Following the replica’s arrival, which is estimated between 3 and 5 p.m., there will be a free celebration for the public between the dock and the hotel. The event area will open at 2 p.m.  for viewing as the replica arrives at the dock to the welcoming fanfare of a fire boat water arch. The event will include space exploration exhibits and activities, food, entertainment and a fireworks show to end the evening at 9 p.m.  Note: There will be no pets, coolers or outside food/beverages allowed in the event area. 


Public parking will be provided on NASA’s Johnson Space Center property using Gate 3 for entrance/exit located off of Space Center Blvd. with tram transportation to and from the event location. No public parking is available at the event.
On Saturday, June 2, the Space Shuttle replica will be loaded onto a mobile transfer vehicle for transport to Space Center Houston. The lakeside load-out will take a full day to complete.? There are no public events planned for this day.
On Sunday, June 3, the replica will make an estimated three-hour trek down NASA Parkway from the Hilton to its permanent home at Space Center Houston. Once on Space Center Houston property, the replica will be welcomed by JSC’s prototype planetary rovers for future solar system exploration, local scout troops and marching bands as it is rolled to its location. Following the arrival, there will be a free family-oriented public celebration in the Space Center Houston parking lot from 10 a.m. to 1 p.m., offering viewing opportunities of the replica, NASA space exploration exhibits, fun activities for the entire family and much more.

For detailed “Shuttlebration Weekend” information and traffic advisories, visit 
http://www.spacecenter.org/shuttlebration.html

Venus to transit Sun - don't look at it.

click to enlarge

On June 5th, 2012, Venus will pass across the face of the sun, producing a silhouette that no one alive today will likely see again.

Transits of Venus are very rare, coming in pairs separated by more than a hundred years. This June's transit, the bookend of a 2004-2012 pair, won't be repeated until the year 2117. Fortunately, the event is widely visible. Observers on seven continents, even a sliver of Antarctica, will be in position to see it. 
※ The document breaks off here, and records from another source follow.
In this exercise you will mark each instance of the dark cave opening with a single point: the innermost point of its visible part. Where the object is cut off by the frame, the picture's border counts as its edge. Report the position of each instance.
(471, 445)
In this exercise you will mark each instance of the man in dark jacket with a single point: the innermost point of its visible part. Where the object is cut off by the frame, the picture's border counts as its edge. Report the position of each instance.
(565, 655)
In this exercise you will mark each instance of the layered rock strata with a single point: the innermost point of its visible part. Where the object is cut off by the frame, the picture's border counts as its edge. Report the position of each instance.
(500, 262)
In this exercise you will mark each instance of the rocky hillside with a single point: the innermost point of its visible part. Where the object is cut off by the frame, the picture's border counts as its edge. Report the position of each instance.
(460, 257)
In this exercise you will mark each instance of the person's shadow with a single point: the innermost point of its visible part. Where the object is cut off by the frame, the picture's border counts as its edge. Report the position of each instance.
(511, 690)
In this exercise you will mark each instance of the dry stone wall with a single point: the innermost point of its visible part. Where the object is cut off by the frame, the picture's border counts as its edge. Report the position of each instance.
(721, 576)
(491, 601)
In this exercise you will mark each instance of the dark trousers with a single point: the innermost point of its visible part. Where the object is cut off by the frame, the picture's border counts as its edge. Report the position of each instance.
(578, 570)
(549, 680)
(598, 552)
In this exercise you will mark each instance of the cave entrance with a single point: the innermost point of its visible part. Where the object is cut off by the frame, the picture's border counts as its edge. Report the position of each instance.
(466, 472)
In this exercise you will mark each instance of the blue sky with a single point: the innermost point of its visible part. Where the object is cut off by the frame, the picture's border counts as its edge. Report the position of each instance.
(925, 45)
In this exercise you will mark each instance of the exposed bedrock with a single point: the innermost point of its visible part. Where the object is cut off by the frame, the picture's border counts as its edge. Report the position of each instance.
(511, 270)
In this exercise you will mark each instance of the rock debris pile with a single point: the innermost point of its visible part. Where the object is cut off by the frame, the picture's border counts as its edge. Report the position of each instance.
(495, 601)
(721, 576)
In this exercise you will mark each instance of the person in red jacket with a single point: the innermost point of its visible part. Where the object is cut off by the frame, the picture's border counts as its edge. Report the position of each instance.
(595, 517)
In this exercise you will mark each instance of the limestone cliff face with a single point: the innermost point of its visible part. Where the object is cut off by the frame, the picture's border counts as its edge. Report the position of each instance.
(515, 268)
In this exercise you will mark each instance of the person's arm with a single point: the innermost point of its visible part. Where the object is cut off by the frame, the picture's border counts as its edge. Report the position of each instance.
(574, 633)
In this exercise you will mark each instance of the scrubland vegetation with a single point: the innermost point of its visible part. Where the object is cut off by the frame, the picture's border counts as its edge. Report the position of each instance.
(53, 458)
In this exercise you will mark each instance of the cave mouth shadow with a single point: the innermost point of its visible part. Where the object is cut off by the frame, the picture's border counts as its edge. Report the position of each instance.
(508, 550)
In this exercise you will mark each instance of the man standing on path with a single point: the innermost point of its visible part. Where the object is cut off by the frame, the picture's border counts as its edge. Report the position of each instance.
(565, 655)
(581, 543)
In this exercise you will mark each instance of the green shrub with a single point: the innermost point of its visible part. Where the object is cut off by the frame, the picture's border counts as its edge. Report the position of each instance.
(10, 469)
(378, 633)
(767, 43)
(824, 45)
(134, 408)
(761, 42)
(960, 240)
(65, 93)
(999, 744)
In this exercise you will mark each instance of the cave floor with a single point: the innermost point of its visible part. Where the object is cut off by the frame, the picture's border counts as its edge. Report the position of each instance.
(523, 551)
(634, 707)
The nearly 7-hour transit begins at 3:09 pm Pacific Daylight Time (22:09 UT) on June 5th. The timing favors observers in the mid-Pacific where the sun is high overhead during the crossing. In the USA, the transit will be at its best around sunset. That's good, too. Creative photographers will have a field day imaging the swollen red sun "punctured" by the circular disk of Venus.

Observing tip: Do not stare at the sun. Venus covers too little of the solar disk to block the blinding glare. Instead, use some type of projection technique or a solar filter. A #14 welder's glass is a good choice. Many astronomy clubs will have solar telescopes set up to observe the event; contact your local club for details.

Transits of Venus first gained worldwide attention in the 18th century. In those days, the size of the solar system was one of the biggest mysteries of science. The relative spacing of planets was known, but not their absolute distances. How many miles would you have to travel to reach another world? The answer was as mysterious then as the nature of dark energy is now.

Venus was the key, according to astronomer Edmund Halley. He realized that by observing transits from widely-spaced locations on Earth it should be possible to triangulate the distance to Venus using the principles of parallax.

The idea galvanized scientists who set off on expeditions around the world to view a pair of transits in the 1760s. The great explorer James Cook himself was dispatched to observe one from Tahiti, a place as alien to 18th-century Europeans as the Moon or Mars might seem to us now. Some historians have called the international effort the "the Apollo program of the 18th century."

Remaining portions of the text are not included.